このように,引用発明は,ファクシミリ信号とデータ信号とを相互に変換することによるファクシミリ・計算機(コンピュータ)間の通信が可能なファクシミリ通信網を想定したものであるから,そのような通信網をコンピュータネットワークと呼ぶことに格別支障はない。したがって,刊行物1には,ファクシミリ装置をコンピュータネットワークに接続する動機が開示されているというべきである。
(4) 以上によれば,コンピュータネットワークにより文書情報(メール)を送信することは,周知の事項であり,本願発明が前提とする技術も,走査文書をコンピュータネットワークを介して送信するものであり,また,刊行物1には,ファクシミリ装置をコンピュータネットワークに接続する動機が十分に開示されているのであるから,引用発明のファクシミリ装置をコンピュータネットワークに転用することは容易になし得ることというべきである。

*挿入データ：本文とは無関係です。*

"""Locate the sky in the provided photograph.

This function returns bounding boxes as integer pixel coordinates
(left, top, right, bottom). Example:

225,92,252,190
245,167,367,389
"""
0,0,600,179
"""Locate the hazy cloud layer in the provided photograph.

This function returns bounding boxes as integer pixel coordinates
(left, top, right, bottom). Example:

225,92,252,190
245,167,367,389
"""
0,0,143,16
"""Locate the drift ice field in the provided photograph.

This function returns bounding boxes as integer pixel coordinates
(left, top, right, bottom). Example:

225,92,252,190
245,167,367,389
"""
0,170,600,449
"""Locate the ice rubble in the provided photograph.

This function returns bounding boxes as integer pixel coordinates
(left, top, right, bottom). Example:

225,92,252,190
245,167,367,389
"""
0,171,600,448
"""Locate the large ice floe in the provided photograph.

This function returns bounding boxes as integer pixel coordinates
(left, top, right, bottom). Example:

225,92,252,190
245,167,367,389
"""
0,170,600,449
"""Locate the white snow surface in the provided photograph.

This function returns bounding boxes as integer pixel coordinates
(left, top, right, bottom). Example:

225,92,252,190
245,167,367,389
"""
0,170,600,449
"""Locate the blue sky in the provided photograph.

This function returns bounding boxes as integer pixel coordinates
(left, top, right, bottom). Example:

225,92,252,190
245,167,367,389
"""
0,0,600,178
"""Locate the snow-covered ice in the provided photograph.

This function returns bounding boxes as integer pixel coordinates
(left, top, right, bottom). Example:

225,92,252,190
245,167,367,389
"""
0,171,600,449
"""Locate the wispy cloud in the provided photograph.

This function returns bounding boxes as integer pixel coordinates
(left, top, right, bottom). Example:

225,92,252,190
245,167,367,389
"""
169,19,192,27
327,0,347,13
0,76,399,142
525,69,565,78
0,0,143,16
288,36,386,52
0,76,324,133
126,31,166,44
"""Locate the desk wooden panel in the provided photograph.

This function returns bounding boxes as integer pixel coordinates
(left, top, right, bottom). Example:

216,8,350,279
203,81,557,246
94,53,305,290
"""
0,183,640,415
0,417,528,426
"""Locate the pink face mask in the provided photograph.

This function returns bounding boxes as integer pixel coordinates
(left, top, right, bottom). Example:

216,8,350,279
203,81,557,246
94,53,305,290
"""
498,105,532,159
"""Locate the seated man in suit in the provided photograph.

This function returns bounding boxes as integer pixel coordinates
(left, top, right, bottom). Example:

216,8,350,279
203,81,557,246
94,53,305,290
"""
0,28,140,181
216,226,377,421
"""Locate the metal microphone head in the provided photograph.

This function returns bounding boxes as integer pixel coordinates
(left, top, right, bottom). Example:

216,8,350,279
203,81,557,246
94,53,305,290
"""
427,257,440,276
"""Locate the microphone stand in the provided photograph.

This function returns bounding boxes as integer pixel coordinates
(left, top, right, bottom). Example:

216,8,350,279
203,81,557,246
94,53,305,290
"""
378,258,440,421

刊行物1には,マークシートを用いて送信先を設定することが従来の技術として開示されている。文書を送信するのに送信先の指定が必要であることは当然であり,引用発明においても,いずれかのステップで送信先を指定する必要がある。引用発明において,識別シートによりメモリ送信,直接送信など「送信処理」の形態を指定する一方,「送信処理」に付随して「送信先」の指定も同じ識別シートにより同時にすることは当業者が容易になし得ることであるというべきである。
そして,ファクシミリの「送信先」として「相手先氏名」と「電話番号」とを指定することは周知である(乙第4号証)から,ファクシミリ装置をコンピュータネットワークに転用する場合においては,ファクシミリ通信の「相手先氏名」及び「電話番号」に対応するコンピュータネットワークの「ユーザ識別情報」及び「ネットワーク名」,すなわち,本願発明の「経路指定情報」及び「ユーザ識別情報」を指定することになることは,上記周知技術に照らせば,当然のことである。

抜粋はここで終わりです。